At low levels, H₂S smells of rotten eggs. At higher concentrations, it can cause serious health problems such as nausea and throat irritation, or even death. And, says Xian, there isn’t an FDA approved antidote for H₂S poisoning.

Xian wondered if his database might have a solution. He considered that some of the properties of a good fluorescent reporter molecule—biostable, specific for H₂S—are also what you need for an antidote to H₂S poisoning. “We don’t need the fluorescent dye component,” he explains, “we just need the reactivity side.”

Xian searched the database for probes that reacted the fastest with H₂S, and identified 30 candidate molecules. Then, he and his team performed a variety of tests to narrow down the list.
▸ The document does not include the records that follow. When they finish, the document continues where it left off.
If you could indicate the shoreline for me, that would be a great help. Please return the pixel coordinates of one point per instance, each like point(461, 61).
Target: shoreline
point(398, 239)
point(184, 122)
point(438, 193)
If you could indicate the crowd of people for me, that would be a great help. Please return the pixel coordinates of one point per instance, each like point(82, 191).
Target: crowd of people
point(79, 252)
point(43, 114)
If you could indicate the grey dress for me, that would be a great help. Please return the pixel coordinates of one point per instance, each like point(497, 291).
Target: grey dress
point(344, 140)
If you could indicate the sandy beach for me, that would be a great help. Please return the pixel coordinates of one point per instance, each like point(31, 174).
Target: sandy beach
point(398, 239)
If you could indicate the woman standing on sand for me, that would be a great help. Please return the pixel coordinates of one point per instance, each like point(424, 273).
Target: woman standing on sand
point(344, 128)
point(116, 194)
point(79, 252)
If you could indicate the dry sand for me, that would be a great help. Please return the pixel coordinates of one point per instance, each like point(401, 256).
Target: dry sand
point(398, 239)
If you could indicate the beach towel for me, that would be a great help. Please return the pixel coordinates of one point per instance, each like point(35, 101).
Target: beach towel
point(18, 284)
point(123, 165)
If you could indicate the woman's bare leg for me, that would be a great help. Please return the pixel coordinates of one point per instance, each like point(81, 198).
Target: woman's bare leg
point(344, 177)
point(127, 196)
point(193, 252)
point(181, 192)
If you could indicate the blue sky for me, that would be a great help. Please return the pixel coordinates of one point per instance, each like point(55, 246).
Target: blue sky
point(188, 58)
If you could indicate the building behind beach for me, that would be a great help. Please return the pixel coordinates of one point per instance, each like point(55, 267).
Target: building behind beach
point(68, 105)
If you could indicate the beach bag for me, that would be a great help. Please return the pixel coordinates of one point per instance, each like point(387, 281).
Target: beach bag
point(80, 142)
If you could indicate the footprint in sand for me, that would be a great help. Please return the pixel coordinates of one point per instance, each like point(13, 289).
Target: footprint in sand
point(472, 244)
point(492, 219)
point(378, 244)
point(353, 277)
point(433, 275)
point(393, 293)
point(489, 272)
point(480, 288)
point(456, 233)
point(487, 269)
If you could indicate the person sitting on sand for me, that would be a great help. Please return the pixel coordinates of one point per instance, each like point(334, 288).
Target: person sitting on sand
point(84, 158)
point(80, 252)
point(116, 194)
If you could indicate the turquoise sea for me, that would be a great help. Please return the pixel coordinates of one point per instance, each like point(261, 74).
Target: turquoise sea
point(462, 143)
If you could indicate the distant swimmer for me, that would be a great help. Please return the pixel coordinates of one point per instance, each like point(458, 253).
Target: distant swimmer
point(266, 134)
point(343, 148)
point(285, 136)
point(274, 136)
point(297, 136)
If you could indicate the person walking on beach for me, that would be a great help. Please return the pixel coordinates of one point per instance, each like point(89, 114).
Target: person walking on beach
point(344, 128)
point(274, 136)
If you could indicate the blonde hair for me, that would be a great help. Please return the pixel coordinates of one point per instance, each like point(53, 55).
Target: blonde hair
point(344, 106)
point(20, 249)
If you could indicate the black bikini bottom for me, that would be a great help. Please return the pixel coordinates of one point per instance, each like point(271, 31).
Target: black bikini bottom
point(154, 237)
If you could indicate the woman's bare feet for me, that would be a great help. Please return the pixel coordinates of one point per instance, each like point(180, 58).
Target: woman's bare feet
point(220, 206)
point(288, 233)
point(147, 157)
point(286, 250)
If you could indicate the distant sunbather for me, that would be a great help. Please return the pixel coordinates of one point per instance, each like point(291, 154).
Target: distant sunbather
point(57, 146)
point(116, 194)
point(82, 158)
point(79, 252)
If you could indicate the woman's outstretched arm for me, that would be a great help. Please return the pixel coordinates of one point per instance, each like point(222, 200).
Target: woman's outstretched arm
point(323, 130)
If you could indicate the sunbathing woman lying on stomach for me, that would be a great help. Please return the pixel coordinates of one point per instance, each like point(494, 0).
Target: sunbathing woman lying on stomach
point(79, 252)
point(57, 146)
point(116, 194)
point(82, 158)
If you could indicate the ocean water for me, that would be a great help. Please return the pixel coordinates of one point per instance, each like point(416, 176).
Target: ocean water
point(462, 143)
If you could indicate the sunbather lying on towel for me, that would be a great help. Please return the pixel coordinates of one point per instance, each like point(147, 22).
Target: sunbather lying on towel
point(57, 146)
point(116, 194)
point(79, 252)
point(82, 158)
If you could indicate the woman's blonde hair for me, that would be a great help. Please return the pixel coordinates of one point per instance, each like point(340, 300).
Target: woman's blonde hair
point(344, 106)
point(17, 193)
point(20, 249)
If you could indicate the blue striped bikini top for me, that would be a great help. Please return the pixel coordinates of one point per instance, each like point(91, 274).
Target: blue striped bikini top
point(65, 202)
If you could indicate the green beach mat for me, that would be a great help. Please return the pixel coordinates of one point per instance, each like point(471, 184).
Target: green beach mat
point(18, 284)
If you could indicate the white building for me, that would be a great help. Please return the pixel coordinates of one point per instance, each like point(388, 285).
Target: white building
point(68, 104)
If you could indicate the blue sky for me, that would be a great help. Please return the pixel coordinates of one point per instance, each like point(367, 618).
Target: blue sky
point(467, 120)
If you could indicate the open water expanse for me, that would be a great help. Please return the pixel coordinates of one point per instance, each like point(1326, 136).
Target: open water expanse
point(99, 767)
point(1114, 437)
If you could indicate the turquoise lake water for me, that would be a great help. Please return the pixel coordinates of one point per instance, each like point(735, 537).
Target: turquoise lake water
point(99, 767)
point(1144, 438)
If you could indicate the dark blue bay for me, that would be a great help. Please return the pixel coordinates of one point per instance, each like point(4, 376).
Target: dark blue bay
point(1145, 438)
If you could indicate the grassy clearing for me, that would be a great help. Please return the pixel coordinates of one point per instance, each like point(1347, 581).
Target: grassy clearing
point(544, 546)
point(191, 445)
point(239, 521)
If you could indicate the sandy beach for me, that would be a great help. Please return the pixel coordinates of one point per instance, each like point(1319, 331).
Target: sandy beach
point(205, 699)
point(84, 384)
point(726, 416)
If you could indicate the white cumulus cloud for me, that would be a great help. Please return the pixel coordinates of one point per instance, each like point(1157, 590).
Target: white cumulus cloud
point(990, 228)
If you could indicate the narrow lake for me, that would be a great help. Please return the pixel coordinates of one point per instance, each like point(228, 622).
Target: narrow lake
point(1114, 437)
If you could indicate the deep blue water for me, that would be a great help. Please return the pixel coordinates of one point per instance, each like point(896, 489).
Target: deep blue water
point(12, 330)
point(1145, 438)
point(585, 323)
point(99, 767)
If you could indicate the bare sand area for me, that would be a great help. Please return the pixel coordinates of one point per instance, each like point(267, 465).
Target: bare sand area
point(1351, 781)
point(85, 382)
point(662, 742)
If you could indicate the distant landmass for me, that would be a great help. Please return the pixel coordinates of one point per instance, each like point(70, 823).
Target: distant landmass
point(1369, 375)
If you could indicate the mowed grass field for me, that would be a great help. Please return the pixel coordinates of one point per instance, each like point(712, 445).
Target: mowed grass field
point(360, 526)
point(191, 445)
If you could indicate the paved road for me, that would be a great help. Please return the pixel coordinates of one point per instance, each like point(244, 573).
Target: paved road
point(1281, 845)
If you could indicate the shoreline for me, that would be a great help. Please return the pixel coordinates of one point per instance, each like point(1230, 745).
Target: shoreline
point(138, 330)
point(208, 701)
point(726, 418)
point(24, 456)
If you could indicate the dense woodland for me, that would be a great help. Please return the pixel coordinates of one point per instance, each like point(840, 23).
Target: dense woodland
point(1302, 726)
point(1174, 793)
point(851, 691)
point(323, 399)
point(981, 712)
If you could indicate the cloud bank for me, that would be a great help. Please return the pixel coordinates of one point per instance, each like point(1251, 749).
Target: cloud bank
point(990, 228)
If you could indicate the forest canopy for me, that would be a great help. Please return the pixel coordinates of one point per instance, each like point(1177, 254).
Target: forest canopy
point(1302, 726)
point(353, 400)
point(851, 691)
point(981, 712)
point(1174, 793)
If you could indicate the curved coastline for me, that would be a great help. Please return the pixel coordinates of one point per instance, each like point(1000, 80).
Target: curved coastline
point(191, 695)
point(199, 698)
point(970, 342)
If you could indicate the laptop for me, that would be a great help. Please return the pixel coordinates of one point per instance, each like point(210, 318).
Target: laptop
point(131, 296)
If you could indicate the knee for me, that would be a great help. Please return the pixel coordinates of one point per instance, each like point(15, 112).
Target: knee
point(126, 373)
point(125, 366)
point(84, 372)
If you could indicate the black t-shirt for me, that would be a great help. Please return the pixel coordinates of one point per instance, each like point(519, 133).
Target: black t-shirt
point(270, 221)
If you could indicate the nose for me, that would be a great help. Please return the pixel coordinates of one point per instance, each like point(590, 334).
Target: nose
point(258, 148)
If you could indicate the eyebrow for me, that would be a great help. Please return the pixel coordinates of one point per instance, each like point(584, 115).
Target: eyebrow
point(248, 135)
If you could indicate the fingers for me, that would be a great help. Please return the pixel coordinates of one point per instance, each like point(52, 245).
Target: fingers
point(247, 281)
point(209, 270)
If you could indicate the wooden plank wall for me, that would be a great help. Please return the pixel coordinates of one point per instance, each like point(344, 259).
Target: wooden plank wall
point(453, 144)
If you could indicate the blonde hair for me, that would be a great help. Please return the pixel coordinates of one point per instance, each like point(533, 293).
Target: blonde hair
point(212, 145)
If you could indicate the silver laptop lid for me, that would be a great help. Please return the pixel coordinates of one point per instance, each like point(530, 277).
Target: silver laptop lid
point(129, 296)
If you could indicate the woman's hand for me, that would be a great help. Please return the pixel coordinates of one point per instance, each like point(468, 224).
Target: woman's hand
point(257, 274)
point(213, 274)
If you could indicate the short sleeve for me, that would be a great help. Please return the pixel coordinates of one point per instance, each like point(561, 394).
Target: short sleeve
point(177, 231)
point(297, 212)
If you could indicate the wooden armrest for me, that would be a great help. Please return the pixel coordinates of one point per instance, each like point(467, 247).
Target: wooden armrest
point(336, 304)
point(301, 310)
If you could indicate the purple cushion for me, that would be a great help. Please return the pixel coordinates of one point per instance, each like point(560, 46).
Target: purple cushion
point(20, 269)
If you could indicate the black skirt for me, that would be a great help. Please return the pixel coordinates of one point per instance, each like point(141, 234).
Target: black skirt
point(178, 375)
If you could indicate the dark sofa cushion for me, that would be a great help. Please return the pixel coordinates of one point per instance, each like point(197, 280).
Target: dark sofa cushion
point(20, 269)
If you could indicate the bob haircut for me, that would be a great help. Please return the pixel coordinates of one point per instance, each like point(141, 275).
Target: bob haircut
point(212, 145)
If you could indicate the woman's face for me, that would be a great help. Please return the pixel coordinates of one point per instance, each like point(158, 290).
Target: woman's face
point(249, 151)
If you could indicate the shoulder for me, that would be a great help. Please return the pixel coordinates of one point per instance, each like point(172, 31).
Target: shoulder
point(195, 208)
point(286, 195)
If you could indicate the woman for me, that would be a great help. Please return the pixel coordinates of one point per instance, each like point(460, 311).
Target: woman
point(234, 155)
The most promising were sulfonyl azides. They then tested one of these, methanesulfonyl azide, in mice poisoned with H₂S, injecting some of them with potential antidote. All the mice treated with the compound survived, unlike in the control group.

“This paper is a nice example of using a large data set of parameters from the literature and using it to guide synthesis and screening efforts,” says Michael Pluth, who studies H₂S signaling at the University of Oregon. It can be hard to compare the reactivity of probes because most experiments are run slightly different conditions. Taking a broader approach to mine and group these data, as Xian’s group did, is a clever way to pull out trends, he adds.

A lot more tests will need to be completed before these compounds become therapeutics and Xian hopes to further optimize them for use as antidotes. He is also keen to find other uses for H₂S scavengers, such as seeing if the compounds can work with existing cancer drugs to improve their efficacy.